On 03/21/2013 10:29 PM, Marcelo Tosatti wrote:
> On Thu, Mar 21, 2013 at 01:41:59PM +0800, Xiao Guangrong wrote:
>> On 03/21/2013 04:14 AM, Marcelo Tosatti wrote:
>>>
>>> kvm_mmu_calculate_mmu_pages numbers, 
>>>
>>> maximum number of shadow pages = 2% of mapped guest pages
>>>
>>> Does not make sense for TDP guests where mapping all of guest
>>> memory with 4k pages cannot exceed "mapped guest pages / 512"
>>> (not counting root pages).
>>>
>>> Allow that maximum for TDP, forcing the guest to recycle otherwise.
>>>
>>> Signed-off-by: Marcelo Tosatti <mtosatti@redhat.com>
>>>
>>> diff --git a/arch/x86/kvm/mmu.c b/arch/x86/kvm/mmu.c
>>> index 956ca35..a9694a8d7 100644
>>> --- a/arch/x86/kvm/mmu.c
>>> +++ b/arch/x86/kvm/mmu.c
>>> @@ -4293,7 +4293,7 @@ nomem:
>>>  unsigned int kvm_mmu_calculate_mmu_pages(struct kvm *kvm)
>>>  {
>>>  	unsigned int nr_mmu_pages;
>>> -	unsigned int  nr_pages = 0;
>>> +	unsigned int i, nr_pages = 0;
>>>  	struct kvm_memslots *slots;
>>>  	struct kvm_memory_slot *memslot;
>>>
>>> @@ -4302,7 +4302,19 @@ unsigned int kvm_mmu_calculate_mmu_pages(struct kvm *kvm)
>>>  	kvm_for_each_memslot(memslot, slots)
>>>  		nr_pages += memslot->npages;
>>>
>>> -	nr_mmu_pages = nr_pages * KVM_PERMILLE_MMU_PAGES / 1000;
>>> +	if (tdp_enabled) {
>>> +		/* one root page */
>>> +		nr_mmu_pages = 1;
>>> +		/* nr_pages / (512^i) per level, due to
>>> +		 * guest RAM map being linear */
>>> +		for (i = 1; i < 4; i++) {
>>> +			int nr_pages_round = nr_pages + (1 << (9*i));
>>> +			nr_mmu_pages += nr_pages_round >> (9*i);
>>> +		}
>>
>> Marcelo,
>>
>> Can it work if nested guest is used?
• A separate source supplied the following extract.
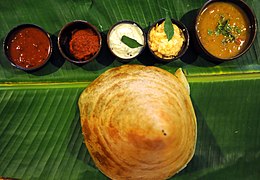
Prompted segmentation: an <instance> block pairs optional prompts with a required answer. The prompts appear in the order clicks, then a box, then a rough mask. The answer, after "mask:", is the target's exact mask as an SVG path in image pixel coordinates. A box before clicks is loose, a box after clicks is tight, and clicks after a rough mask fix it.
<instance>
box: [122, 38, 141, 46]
mask: <svg viewBox="0 0 260 180" xmlns="http://www.w3.org/2000/svg"><path fill="white" fill-rule="evenodd" d="M121 41H122V42H123V43H124V44H125V45H127V46H128V47H130V48H137V47H141V46H143V45H142V44H140V43H139V42H137V41H136V40H135V39H132V38H130V37H128V36H125V35H123V36H122V38H121Z"/></svg>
Did you see any problem in practice (direct guest
>> uses more memory than your calculation)?
> 
> Direct guest can use more than the calculation by switching between
> different paging modes.

I mean guest runs on hardmmu (tdp is used but no nested guest). Its only
use one page table and seems can not use more memory than your calculation
(except some mmio page tables).

So, you calculation is only used to limit memory used if tdp + nested guest?

> 
> About nested guest: at one point in time the working set cannot exceed 
> the number of physical pages visible by the guest.
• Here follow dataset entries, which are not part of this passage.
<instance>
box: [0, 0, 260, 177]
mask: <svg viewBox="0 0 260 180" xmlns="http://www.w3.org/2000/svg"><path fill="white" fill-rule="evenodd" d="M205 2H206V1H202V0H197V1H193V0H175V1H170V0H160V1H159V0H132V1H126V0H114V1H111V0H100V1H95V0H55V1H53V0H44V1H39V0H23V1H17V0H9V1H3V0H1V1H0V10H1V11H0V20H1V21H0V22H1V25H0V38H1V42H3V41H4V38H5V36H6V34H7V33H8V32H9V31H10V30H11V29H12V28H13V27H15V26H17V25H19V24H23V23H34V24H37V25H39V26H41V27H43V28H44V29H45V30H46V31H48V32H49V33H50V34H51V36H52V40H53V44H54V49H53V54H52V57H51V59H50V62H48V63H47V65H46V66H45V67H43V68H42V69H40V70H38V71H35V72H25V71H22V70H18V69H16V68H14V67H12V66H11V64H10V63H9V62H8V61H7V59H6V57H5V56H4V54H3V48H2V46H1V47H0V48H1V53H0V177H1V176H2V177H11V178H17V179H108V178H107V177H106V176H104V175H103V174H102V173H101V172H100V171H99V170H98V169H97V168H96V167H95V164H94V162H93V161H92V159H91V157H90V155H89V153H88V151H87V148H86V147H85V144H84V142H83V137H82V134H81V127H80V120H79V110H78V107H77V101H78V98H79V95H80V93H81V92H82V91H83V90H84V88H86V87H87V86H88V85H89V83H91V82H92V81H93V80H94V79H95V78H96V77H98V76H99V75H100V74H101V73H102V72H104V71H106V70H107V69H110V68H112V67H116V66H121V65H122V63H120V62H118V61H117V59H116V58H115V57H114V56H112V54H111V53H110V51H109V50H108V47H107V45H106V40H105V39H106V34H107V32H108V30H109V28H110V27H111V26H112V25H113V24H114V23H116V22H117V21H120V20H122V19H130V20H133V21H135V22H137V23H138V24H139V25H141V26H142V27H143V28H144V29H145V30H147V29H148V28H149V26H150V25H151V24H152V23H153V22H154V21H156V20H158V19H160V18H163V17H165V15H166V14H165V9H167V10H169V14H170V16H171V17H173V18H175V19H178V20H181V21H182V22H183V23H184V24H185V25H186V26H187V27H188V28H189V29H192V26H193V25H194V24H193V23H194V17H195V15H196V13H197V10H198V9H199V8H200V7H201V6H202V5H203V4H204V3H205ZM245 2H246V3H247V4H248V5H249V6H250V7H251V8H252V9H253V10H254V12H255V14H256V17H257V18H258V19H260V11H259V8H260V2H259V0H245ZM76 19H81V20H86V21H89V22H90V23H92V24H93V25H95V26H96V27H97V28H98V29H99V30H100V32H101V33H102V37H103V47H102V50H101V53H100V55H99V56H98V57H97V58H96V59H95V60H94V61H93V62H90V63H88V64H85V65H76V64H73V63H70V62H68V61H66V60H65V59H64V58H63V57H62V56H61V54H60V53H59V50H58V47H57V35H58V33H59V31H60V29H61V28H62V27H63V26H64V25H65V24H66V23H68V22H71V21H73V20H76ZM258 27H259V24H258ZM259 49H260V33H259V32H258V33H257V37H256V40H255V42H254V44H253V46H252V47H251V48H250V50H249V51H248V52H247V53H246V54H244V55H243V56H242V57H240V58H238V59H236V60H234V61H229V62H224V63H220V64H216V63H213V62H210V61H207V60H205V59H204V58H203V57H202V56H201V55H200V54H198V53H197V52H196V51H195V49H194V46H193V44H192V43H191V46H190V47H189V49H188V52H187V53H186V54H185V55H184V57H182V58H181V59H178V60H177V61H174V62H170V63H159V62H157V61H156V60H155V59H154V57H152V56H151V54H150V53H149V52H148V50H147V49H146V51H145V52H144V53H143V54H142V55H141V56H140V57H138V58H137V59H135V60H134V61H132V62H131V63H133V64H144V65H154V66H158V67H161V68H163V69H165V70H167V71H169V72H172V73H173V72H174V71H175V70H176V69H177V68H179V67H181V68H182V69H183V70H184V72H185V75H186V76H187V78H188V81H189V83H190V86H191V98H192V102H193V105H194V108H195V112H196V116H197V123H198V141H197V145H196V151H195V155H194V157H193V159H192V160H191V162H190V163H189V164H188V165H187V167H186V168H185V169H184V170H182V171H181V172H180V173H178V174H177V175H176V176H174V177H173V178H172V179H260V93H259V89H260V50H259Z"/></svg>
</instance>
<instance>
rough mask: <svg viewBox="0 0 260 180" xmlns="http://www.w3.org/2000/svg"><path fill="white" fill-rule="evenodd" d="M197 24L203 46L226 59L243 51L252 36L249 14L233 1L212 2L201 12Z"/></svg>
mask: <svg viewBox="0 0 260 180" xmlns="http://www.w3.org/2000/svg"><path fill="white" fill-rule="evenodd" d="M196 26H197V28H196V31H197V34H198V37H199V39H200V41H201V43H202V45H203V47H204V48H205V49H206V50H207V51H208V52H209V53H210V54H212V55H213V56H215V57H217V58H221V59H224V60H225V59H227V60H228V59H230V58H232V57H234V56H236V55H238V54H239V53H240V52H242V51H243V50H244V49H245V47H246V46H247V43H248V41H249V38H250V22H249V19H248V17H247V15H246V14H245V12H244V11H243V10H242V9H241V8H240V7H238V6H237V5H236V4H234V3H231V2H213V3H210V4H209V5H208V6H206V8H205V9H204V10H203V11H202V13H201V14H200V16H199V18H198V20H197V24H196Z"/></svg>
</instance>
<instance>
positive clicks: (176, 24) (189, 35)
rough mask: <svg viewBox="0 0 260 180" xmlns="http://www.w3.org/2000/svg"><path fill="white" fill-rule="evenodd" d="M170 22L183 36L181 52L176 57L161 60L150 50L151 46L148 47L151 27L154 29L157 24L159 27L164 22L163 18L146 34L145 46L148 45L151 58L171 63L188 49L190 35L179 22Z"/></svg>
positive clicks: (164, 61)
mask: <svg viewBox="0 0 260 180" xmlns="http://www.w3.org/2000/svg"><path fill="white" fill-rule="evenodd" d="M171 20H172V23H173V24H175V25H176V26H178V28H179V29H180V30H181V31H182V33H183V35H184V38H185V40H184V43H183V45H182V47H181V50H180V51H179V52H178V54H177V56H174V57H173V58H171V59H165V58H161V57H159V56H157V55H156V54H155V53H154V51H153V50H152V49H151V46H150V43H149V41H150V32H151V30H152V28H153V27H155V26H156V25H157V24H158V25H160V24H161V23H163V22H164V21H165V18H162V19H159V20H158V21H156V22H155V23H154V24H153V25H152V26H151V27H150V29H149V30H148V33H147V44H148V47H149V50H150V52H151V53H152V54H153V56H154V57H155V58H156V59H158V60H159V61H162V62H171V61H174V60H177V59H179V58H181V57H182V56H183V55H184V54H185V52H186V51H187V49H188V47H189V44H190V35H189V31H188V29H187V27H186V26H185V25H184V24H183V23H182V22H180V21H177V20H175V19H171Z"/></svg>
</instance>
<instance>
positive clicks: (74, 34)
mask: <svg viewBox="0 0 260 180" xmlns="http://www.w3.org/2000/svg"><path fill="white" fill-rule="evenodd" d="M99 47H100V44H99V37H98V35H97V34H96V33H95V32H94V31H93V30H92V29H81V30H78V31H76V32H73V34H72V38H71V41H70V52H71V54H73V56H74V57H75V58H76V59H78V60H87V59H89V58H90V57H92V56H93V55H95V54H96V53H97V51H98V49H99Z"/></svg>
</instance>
But it can cause lots of #PF, it is the nightmare for performance, no?

> 
> Allowing an excessively high number of shadow pages is a security

The security concern means "optimization memory usage"? Or something else?
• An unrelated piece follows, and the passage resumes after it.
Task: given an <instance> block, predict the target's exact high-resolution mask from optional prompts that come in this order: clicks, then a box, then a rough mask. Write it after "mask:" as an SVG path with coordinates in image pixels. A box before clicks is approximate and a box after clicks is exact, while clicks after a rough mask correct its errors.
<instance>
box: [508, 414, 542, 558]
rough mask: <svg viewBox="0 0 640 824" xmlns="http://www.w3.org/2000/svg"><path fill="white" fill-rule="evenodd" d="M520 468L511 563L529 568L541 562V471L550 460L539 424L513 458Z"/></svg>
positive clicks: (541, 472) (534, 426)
> concern, also, as unpreemptable long operations are necessary to tear
> down the pages.

You mean limiting the shadow pages to let some patch run faster like
remove-write-access and zap-all-sp etc.? If yes, we can directly optimize
for these paths, this is more effective i think.

> 
>> And mmio also can build some page table that looks like not considered
>> in this patch.
> 
> Right, but its only a few pages. Same argument as above: working set at
> one given time is smaller than total RAM. Do you see any potential
> problem?

Marcelo, I just confused whether the limitation is reasonable, as i said,
the limitation is not effective enough on hardmmu-only guest (no nested).
and it seems too low for nested guests.